-
Clone this github repository
-
Download python3 (see https://www.python.org/downloads/)
-
Install requirements using pip
pip3 install -r requirements.txt
-
Create a CrowdTangle API Key (see: https://authority.site/a-beginners-guide-to-the-crowdtangle-api-565/)
-
Add API key to config.py, e.g. by:
mv example_config.py config.py
Adding API key to
config.py
-
Run script using instructions below, e.g.
python3 query_crowdtangle.py -f iffy_domains.txt
Usage: query_crowdtangle.py [options]
Options:
-h, --help show this help message and exit
-s START_DATE, --start_date=START_DATE
Optional. Start date for querying, in the form \%Y-\%m-\%d,
Defaults to Today - 1 week
-e END_DATE, --end_date=END_DATE
Optional. End date for querying, in the form \%Y-\%m-\%d,
Defaults to Today
-q QUERY, --query=QUERY
Optional. Query string, boolean style e.g. "biden AND (vote OR
ballot)". Defaults to the empty string.
-d DOMAINS, --domains=DOMAINS
Optional. Comma separated list of domains (e.g.
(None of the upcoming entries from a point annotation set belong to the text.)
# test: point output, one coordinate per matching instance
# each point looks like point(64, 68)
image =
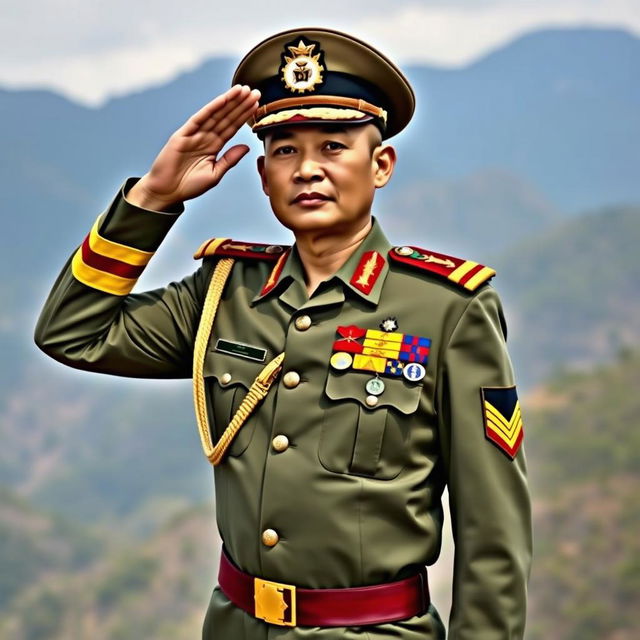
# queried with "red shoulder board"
point(236, 249)
point(466, 273)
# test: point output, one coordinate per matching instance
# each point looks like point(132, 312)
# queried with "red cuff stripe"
point(109, 265)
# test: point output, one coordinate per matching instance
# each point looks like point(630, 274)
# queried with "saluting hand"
point(188, 165)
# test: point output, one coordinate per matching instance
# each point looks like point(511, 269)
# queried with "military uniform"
point(395, 383)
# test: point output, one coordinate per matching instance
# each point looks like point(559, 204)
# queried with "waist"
point(288, 605)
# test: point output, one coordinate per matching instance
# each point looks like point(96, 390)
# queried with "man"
point(340, 384)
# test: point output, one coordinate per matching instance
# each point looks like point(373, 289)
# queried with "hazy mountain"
point(555, 110)
point(583, 448)
point(573, 292)
point(557, 106)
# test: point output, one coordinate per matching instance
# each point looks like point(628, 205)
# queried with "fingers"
point(219, 108)
point(236, 116)
point(230, 158)
point(218, 103)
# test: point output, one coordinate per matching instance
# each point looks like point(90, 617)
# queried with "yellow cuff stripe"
point(101, 280)
point(117, 251)
point(482, 275)
point(457, 274)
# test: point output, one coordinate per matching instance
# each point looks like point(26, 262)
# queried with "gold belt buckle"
point(275, 602)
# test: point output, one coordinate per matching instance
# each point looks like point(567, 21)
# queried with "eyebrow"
point(287, 133)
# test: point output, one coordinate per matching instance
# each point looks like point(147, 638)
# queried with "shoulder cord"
point(258, 389)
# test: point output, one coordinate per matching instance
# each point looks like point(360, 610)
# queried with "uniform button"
point(291, 379)
point(280, 443)
point(270, 538)
point(302, 323)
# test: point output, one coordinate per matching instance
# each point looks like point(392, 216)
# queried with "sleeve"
point(90, 319)
point(481, 432)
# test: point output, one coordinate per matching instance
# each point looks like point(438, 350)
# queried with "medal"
point(414, 372)
point(341, 360)
point(374, 387)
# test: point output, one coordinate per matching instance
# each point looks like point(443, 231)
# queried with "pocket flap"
point(231, 370)
point(398, 393)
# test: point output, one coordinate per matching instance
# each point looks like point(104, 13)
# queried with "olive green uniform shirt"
point(356, 496)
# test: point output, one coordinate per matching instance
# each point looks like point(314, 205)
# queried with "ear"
point(384, 161)
point(263, 175)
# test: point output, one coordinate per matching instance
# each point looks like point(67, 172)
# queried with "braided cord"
point(212, 299)
point(258, 389)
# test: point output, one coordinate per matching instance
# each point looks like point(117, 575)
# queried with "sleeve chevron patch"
point(502, 418)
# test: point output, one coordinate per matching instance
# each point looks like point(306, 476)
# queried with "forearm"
point(91, 320)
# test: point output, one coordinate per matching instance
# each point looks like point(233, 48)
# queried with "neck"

nytimes.com,breitbart.com. Need either -d or -f flag to run.
-f DOMAIN_FILE, --domain_file=DOMAIN_FILE
Optional. File with list of domains, one domain per line. Need either -f or -d to run.
-o OUTPUT_FILE, --output_file=OUTPUT_FILE
Optional. Name of the output file to output results (defaults to
output/posts_<query>_<datetime>.tsv)
-p, --include_page_info
Optional. Include page related info for query. Defaults to False.
-r PAGE_FILE, --page_file=PAGE_FILE
Optional. Name of the page file to output page results. Defaults
to output/pages_<query>_<datetime>.tsv.
-c COUNT, --count=COUNT
Optional. Number of posts to return. Defaults to 20.
-l LIMIT, --limit=LIMIT
Optional. Number of URLs per domain to return (for variety). Defaults to no limit.
Example:
python3 query_crowdtangle.py -f iffy_domains.txt -c 100 -l 5 -q "biden AND vote"
==> Returns a TSV in the "output" folfer of top 100 posts by engagementwith unique URLs from domains in file "iffy_domains.txt" that contain both "biden" and "vote". At most 5 URLs for domain for variety.